Between 1942 and 1959, BRIANI published several cases of voice recovery after total laryngectomy. Initially, the cutaneous tunnel went downward and backward joining the esophagus. He then made a change and developed the straight fistula, creating a pharyngostoma on the tracheostomy from the center line to the left. This pharyngostoma connects to the trachea through a complex prosthesis, obtaining a good voice and avoiding the entry of liquids and saliva to the trachea.

In 1960 ASAI began performing its third class of laryngoplasty in those who were already laryngectomized. This ASAI technique has pioneered the rest of the techniques.

In 1976, STAFFIERI unveiled the technique of its phonatory neoglotis. He also designed a prosthesis that was not only used in neoglotis defects. It was also used as deferred surgery in those who were already laryngectomized.

In 1979 SINGER and BLOM presented their tracheoesophageal puncture technique and their phonatory prosthesis. This cutting technique has undergone some changes and has been used by many laryngologists in their courts.
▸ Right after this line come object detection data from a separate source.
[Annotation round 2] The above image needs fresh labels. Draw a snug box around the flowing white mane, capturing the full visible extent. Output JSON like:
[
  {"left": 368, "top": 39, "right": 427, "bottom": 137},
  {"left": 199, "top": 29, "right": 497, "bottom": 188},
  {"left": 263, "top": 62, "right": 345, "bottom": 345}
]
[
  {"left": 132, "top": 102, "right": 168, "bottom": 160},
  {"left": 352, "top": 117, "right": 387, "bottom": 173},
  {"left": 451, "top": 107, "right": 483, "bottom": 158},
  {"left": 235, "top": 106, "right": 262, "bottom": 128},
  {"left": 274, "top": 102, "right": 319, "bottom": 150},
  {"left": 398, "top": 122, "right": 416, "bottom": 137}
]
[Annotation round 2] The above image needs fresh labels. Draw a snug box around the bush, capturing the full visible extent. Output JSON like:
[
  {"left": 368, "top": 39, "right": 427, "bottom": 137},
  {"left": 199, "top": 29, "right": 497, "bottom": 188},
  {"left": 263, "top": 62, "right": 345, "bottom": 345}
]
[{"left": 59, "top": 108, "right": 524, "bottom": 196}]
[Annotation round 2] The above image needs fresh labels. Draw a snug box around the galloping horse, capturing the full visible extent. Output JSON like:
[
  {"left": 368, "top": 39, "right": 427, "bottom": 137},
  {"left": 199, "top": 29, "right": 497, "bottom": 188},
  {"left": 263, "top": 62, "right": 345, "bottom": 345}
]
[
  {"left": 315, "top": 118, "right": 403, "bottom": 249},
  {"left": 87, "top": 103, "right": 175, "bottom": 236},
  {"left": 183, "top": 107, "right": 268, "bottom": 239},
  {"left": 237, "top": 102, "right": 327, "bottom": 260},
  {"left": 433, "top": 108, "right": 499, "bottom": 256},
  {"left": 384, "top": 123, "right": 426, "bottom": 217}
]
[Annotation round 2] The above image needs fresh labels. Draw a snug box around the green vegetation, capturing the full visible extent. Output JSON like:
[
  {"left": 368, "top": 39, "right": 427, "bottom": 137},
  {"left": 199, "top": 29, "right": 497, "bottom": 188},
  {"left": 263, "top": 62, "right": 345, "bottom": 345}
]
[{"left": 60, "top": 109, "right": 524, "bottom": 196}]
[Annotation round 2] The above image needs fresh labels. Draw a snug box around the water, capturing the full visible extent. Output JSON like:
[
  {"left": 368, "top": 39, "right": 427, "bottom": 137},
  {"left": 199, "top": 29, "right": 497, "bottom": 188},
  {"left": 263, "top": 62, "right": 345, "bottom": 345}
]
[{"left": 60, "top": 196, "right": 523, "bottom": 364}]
In 1981 I and my assistants started using a secondary technique in which they were already laryngectomized. This technique is similar to the primary technique called tracheal ascension.

In 1981 PANJE proposed another method of tracheoesophageal puncture. It can be performed under local anesthesia and in a traveling way. A rubber tube is inserted through the mouth and a point of the trachea is pressed.

We started using the SINGER-BLOM technique in 1981. Although initially we used general anesthesia, after some changes, we used local anesthesia.

In 1981 HERRMANN and KLEY presented their hypopharyngeal puncture method and prosthesis at the Hungarian World Congress.

A year later the GRONINGEN team presented the new tracheal puncture method and the new prosthesis. The prosthesis is inserted through the mouth and the tracheoesophageal wall is placed outside the interior. The prosthesis is also different from the previous ones.

In 1982 TRAISSAC presented a two-piece prosthesis. This prosthesis applies to STAFFIERI neoglotis defects and patients who have not achieved a good esophageal voice.

In recent years, many new techniques have been developed through technical changes in BLOM-SINGER, but basically similar.

The technical field of the disease will be discussed below.